Cancer Research UK Cambridge Centre, Li Ka Shing Centre, University of Cambridge, Cambridge, CB2 0RE, UK.
Cancer Research UK Cambridge Centre, Li Ka Shing Centre, University of Cambridge, Cambridge, CB2 0RE, UK; Department of Medicine, University of Cambridge, Addenbrooke's Hospital, Cambridge, CB2 0QQ, UK.
Trends Cell Biol. 2017 Nov;27(11):820-832. doi: 10.1016/j.tcb.2017.07.004. Epub 2017 Aug 17.

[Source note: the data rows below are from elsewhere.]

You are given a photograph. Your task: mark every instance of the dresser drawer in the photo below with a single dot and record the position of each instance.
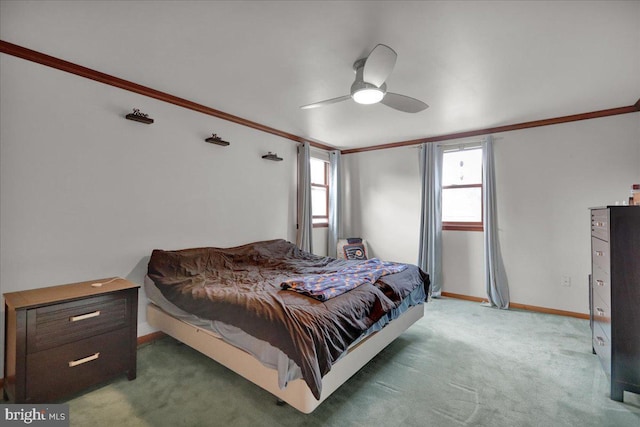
(59, 324)
(600, 255)
(72, 367)
(601, 315)
(600, 224)
(602, 346)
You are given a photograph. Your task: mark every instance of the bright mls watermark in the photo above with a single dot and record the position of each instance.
(35, 415)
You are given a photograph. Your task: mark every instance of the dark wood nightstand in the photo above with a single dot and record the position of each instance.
(62, 339)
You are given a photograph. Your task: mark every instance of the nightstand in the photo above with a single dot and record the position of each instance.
(62, 339)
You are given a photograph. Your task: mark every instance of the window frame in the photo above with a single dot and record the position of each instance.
(325, 218)
(466, 225)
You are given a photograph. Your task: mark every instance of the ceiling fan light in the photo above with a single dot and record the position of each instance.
(368, 96)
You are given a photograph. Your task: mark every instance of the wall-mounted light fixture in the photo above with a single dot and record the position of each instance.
(215, 139)
(139, 117)
(272, 156)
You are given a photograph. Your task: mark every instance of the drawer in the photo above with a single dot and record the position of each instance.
(59, 324)
(601, 284)
(600, 255)
(72, 367)
(602, 345)
(601, 315)
(600, 224)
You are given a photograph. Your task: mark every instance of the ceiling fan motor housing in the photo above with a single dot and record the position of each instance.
(370, 92)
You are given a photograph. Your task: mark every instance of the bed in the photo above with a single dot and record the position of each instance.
(296, 324)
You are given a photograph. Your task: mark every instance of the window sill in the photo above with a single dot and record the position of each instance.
(463, 227)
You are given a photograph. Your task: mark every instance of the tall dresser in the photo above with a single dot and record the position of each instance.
(615, 295)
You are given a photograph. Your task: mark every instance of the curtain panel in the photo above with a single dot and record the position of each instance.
(495, 276)
(430, 250)
(305, 222)
(335, 203)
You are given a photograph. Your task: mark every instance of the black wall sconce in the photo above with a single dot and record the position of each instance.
(139, 117)
(272, 156)
(215, 139)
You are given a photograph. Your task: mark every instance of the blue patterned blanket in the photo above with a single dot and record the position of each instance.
(325, 286)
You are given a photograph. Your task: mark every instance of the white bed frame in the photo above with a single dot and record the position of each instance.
(297, 393)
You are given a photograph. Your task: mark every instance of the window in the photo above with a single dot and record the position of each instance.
(462, 189)
(319, 192)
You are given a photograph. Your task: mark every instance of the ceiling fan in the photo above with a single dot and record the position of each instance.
(370, 87)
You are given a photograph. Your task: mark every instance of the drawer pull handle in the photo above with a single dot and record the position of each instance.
(84, 360)
(84, 316)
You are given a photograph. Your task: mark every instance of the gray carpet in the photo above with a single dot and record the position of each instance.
(462, 364)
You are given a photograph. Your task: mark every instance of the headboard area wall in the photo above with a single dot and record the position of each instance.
(87, 194)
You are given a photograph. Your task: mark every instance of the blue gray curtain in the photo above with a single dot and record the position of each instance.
(430, 250)
(305, 221)
(335, 196)
(494, 272)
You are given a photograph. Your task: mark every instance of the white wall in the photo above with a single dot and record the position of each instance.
(547, 178)
(86, 194)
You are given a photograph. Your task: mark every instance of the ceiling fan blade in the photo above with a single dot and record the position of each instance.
(379, 65)
(326, 102)
(403, 103)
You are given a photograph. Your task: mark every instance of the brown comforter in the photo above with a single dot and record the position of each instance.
(241, 286)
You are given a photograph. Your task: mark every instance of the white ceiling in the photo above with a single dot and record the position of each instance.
(478, 64)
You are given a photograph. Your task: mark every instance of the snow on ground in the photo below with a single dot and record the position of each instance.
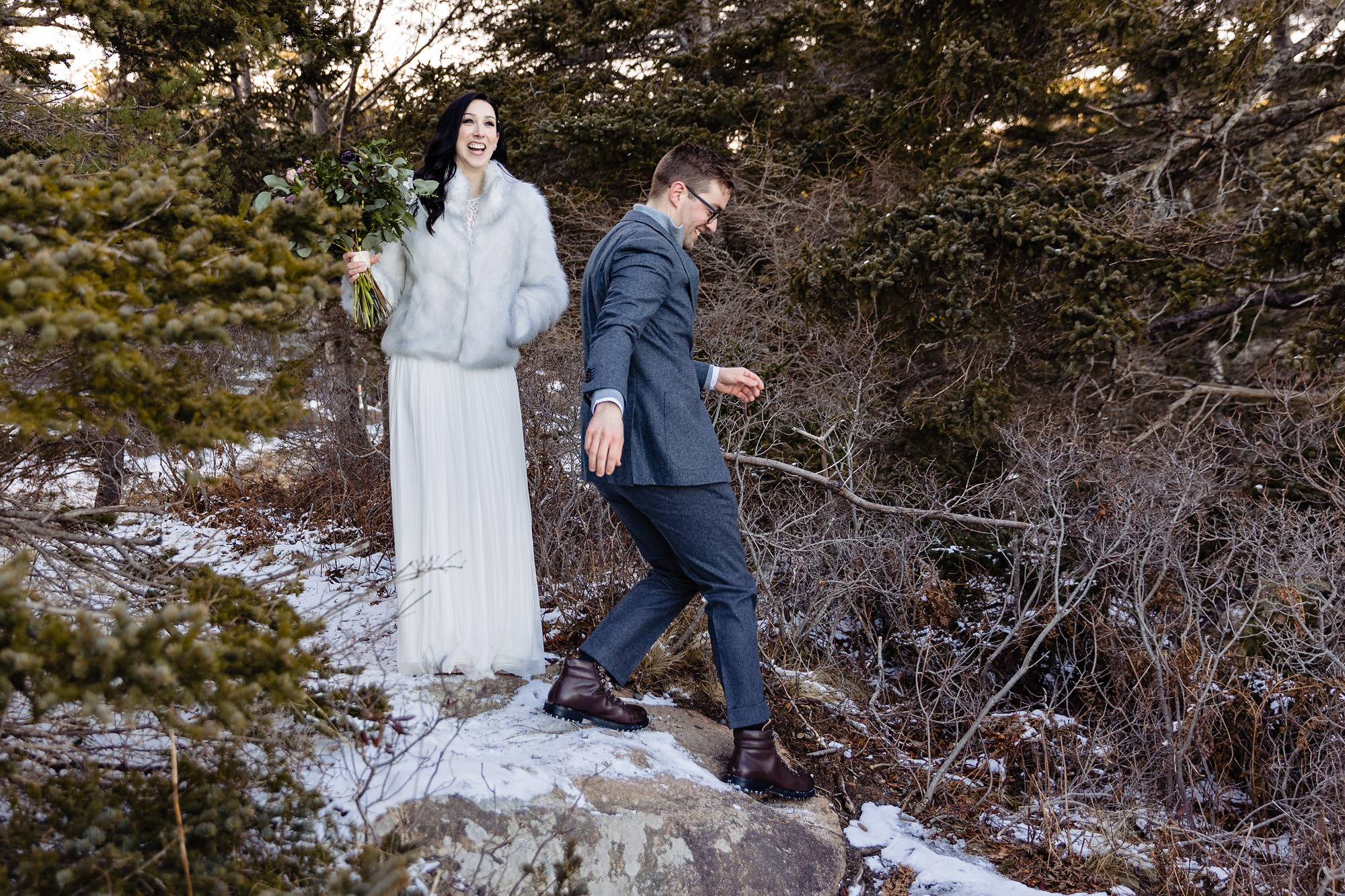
(941, 866)
(516, 752)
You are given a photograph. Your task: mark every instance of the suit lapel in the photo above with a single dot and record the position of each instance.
(693, 274)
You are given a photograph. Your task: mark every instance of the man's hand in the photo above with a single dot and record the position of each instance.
(605, 439)
(739, 382)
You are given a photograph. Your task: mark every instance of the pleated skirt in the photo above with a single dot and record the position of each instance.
(462, 522)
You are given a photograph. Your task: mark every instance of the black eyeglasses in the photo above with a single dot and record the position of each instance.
(715, 213)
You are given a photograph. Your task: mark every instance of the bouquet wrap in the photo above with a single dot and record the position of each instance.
(372, 306)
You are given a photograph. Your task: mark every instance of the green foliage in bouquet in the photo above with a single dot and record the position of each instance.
(372, 178)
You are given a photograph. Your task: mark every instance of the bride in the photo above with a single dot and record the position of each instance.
(477, 279)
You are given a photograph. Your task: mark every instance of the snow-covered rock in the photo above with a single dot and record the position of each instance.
(646, 810)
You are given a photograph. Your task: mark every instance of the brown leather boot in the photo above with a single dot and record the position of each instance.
(758, 768)
(582, 694)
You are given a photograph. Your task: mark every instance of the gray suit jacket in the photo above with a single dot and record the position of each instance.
(638, 309)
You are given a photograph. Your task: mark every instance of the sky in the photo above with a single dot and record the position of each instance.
(399, 28)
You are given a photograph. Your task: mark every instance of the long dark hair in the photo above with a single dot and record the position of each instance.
(442, 153)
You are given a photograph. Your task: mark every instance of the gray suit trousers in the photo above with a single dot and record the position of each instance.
(689, 536)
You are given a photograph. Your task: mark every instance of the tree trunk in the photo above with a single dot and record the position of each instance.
(346, 377)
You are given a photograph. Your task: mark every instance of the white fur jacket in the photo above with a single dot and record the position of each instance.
(473, 299)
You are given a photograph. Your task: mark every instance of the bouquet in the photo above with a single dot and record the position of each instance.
(379, 181)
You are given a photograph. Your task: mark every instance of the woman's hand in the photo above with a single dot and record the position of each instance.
(356, 268)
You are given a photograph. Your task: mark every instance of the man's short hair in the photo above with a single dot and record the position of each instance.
(693, 165)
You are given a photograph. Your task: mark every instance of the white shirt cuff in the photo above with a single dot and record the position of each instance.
(610, 395)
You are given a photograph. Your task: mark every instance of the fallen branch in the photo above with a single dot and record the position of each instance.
(1272, 299)
(914, 513)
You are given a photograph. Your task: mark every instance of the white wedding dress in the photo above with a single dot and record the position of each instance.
(462, 521)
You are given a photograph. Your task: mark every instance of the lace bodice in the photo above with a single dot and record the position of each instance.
(473, 206)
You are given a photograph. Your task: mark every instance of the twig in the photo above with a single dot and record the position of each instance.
(177, 809)
(915, 513)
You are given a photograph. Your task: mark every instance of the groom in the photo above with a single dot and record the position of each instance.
(654, 455)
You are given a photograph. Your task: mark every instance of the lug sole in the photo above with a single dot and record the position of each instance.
(750, 786)
(574, 715)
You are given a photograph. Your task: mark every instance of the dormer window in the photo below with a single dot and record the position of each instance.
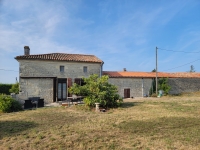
(62, 68)
(85, 69)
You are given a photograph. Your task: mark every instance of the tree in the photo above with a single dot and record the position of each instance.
(97, 90)
(192, 68)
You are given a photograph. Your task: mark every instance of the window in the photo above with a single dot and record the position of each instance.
(85, 69)
(61, 68)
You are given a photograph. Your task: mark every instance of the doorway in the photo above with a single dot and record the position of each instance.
(62, 89)
(126, 93)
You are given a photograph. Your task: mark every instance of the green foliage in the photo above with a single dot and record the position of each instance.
(4, 88)
(163, 85)
(14, 88)
(8, 104)
(97, 90)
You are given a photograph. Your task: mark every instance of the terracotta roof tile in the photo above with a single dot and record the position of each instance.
(125, 74)
(61, 57)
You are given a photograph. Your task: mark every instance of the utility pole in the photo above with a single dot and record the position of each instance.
(156, 71)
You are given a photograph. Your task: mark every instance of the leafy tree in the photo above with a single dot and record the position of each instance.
(14, 88)
(8, 104)
(192, 68)
(97, 90)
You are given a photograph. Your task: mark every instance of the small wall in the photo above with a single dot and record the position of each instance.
(138, 86)
(37, 87)
(180, 85)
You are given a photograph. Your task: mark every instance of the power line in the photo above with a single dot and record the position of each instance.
(182, 65)
(177, 51)
(9, 70)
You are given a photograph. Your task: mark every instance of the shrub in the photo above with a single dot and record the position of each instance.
(97, 90)
(8, 104)
(14, 88)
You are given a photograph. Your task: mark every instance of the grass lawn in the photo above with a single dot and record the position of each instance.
(142, 123)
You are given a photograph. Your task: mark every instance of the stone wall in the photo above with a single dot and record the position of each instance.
(138, 86)
(52, 69)
(37, 87)
(180, 85)
(34, 85)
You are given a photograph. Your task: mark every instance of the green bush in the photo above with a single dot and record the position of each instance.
(4, 88)
(8, 104)
(14, 88)
(97, 90)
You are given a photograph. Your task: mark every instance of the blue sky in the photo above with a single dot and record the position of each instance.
(123, 33)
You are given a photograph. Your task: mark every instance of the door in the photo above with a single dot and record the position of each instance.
(126, 93)
(62, 89)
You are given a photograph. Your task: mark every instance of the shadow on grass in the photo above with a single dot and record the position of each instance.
(177, 128)
(130, 104)
(10, 128)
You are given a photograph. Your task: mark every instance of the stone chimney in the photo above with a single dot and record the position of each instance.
(26, 50)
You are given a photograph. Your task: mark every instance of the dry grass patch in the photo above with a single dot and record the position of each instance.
(145, 123)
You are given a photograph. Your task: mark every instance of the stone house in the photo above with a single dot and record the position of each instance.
(49, 75)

Cellular senescence is an autonomous tumor suppressor mechanism leading to stable cell cycle arrest. Senescent cells are highly secretory, driving a range of different functions through the senescence-associated secretory phenotype (SASP). Recent findings have suggested that the composition of the SASP is dynamically and spatially regulated and that the changing composition of the SASP can determine the beneficial and detrimental aspects of the senescence program, tipping the balance to either an immunosuppressive/profibrotic environment or proinflammatory/fibrolytic state. Here, we discuss the current understanding of the temporal and spatial regulation of the SASP and the novel finding of NOTCH signaling as a regulator of SASP composition.
细胞衰老(cellular senescence)是一种自主的肿瘤抑制机制,导致细胞周期稳定停滞。衰老细胞具有高度的分泌功能,通过衰老相关分泌表型(SASP)驱动多种不同的功能。最近的研究结果表明,SASP 的组成是动态和空间调节的,并且 SASP 组成的变化可以决定衰老程序的有益和有害方面,使平衡向免疫抑制/促纤维化环境或促炎/纤维溶解状态倾斜。在这里,我们讨论了 SASP 的时间和空间调节的现有理解,以及 NOTCH 信号作为 SASP 组成调节剂的新发现。